Superannuation in Australia is growing in significance with the aging population and government policy encouraging personal reliance on superannuation. Currently there are currently over 500,000 self-managed super funds in Australia with this number growing. The average member balance in SMSFs is $467,000.
The tax advantages of a SMSF are clear – income from investments held personally is taxed up to 46.5%. Investments in superannuation are taxed at a fixed flat rate of 15%. Any money taken after the age of 60 is then tax free to the member.
In addition to employer compulsory contributions it is possible to make personal contributions however currently the government has a cap of $25,000 per annum per individual of contributions into superannuation.
A self-managed super fund is a type of superannuation fund that is independently established and run. It meets the following conditions:
- Have four or less members
- Have each member as a trustee or have a corporate trustee where each member is a director
- Not make payments to a trustee for acting as a trustee
- Have no member who is an employee of another member, unless they’re related
Some advantages of an SMSF are:
- Members of a family can pool their superannuation and control their investments
- SMSF members can choose specific investments
- An SMSF can negatively gear property
- SMSFs gives members greater efficiency and control
- Reduced costs. Many fees for a SMSF are fixed
- Tax efficiency
It is possible to have life, income protection, trauma and total and permanent disablement insurance inside and paid for by the SMSF. However insurances currently held in an industry fund may not be able to be rolled or obtained inside the SMSF.
Some disadvantages of an SMSF are:
- Risk of non-compliance and administration obligations.

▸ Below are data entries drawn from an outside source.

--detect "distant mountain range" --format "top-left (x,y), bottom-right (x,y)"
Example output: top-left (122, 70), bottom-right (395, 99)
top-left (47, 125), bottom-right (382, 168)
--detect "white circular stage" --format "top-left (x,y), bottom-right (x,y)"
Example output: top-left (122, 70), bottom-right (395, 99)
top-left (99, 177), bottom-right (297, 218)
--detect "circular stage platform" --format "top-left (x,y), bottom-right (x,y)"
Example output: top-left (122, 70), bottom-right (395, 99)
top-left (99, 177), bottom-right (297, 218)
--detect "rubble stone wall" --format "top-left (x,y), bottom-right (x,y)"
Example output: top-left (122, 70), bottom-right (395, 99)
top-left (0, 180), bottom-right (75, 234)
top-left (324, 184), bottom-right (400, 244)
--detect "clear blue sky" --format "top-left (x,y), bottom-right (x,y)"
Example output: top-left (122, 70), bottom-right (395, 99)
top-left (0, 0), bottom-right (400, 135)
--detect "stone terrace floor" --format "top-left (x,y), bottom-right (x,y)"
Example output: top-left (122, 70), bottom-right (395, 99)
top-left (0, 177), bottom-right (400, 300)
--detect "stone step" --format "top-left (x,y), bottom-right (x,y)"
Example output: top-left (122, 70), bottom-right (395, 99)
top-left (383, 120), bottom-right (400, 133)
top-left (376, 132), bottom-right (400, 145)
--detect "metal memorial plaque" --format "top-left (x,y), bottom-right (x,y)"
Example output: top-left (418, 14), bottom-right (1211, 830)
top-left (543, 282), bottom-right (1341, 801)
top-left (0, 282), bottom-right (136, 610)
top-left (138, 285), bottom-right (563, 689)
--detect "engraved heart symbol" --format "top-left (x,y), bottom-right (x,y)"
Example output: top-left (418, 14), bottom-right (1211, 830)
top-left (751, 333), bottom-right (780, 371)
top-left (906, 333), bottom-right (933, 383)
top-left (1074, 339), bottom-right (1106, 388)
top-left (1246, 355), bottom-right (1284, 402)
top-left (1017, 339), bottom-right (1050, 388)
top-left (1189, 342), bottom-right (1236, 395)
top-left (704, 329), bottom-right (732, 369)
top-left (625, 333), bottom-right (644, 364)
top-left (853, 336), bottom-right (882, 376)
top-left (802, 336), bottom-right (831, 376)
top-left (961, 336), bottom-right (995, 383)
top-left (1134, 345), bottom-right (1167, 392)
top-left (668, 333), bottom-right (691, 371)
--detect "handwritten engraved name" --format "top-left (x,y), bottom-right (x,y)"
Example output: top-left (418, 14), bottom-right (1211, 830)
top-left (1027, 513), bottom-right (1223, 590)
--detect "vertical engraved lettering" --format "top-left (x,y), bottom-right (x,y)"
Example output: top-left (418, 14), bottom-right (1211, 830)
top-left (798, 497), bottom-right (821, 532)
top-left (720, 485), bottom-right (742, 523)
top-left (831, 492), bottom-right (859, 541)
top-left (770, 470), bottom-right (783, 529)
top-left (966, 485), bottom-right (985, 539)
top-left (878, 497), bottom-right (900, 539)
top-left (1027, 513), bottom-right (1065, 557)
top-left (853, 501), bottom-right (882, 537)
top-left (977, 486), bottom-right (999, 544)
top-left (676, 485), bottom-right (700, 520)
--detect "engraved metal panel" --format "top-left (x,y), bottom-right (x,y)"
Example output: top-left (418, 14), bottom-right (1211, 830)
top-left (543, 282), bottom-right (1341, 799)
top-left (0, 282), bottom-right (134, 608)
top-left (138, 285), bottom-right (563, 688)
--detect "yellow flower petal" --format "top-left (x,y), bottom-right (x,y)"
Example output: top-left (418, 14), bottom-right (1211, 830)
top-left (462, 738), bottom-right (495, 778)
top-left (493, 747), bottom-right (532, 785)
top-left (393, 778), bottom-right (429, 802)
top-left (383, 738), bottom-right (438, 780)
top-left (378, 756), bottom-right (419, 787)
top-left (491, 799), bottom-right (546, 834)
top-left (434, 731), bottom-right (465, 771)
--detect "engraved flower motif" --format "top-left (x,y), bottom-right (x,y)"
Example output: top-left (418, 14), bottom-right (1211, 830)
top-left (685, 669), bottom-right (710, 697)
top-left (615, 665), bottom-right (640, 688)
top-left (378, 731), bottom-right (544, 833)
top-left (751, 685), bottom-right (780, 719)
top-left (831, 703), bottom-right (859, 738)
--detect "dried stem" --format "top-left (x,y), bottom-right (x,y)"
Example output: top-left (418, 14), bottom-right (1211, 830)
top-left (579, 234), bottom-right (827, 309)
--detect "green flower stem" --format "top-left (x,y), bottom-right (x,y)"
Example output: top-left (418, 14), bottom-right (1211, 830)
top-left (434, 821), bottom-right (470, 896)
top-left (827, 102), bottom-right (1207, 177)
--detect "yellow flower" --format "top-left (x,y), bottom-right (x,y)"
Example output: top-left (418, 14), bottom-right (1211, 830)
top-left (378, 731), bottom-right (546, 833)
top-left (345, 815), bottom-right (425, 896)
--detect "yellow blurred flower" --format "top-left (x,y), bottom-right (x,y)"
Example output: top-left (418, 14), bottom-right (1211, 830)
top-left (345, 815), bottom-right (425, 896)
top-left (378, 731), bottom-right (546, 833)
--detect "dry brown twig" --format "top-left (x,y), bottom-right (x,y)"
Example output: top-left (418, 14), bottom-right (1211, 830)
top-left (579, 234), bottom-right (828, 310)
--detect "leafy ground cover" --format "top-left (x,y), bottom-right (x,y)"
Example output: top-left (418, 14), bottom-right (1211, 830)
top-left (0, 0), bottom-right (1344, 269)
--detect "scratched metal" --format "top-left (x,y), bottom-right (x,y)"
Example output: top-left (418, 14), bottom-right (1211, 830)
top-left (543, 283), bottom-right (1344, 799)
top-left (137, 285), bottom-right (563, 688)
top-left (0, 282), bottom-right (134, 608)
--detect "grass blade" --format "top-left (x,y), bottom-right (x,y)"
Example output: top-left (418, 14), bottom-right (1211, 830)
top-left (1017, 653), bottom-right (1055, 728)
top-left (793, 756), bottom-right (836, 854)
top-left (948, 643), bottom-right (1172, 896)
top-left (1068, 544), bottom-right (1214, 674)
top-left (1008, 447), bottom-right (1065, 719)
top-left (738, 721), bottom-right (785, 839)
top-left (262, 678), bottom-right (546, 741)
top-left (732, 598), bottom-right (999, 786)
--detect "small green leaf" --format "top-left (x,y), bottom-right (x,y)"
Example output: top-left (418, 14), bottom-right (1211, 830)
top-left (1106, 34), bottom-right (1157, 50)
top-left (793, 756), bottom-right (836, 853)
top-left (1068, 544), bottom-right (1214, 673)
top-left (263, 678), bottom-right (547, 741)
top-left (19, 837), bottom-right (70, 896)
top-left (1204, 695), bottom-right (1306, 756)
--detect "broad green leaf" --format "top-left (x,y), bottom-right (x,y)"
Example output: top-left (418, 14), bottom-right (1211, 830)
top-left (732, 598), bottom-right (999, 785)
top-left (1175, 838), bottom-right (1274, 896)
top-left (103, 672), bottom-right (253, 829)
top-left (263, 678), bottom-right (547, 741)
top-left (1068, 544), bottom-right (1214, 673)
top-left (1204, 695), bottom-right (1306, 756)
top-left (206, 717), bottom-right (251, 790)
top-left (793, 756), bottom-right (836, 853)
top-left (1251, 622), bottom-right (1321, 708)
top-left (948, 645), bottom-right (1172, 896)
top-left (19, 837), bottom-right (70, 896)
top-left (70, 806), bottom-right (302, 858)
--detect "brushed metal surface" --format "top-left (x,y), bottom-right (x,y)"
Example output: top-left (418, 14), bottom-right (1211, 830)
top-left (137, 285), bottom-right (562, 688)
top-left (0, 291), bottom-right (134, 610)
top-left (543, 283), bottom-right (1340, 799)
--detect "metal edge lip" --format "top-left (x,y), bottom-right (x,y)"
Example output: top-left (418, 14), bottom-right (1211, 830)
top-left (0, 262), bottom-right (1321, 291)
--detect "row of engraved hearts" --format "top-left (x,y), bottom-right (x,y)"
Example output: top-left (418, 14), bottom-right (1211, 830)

- The sole responsibly for the fund rests with trustees. It is vital to stay up to date with the rules
- Having inadequate assets can make a SMSF more expensive than an industry fund
- Limited membership – only four members are allowed
- Breakdown in member relationships will result in costs upon breakup.
The money available to roll into the fund may not be enough to cover the investments you wish to undertake. Entering into a SMSF is a decision that cannot be taken lightly – it is the trustee’s sole responsibility for the administration of the fund. However the trustees can outsource any service (such as accounting and investment advice) it needs help with.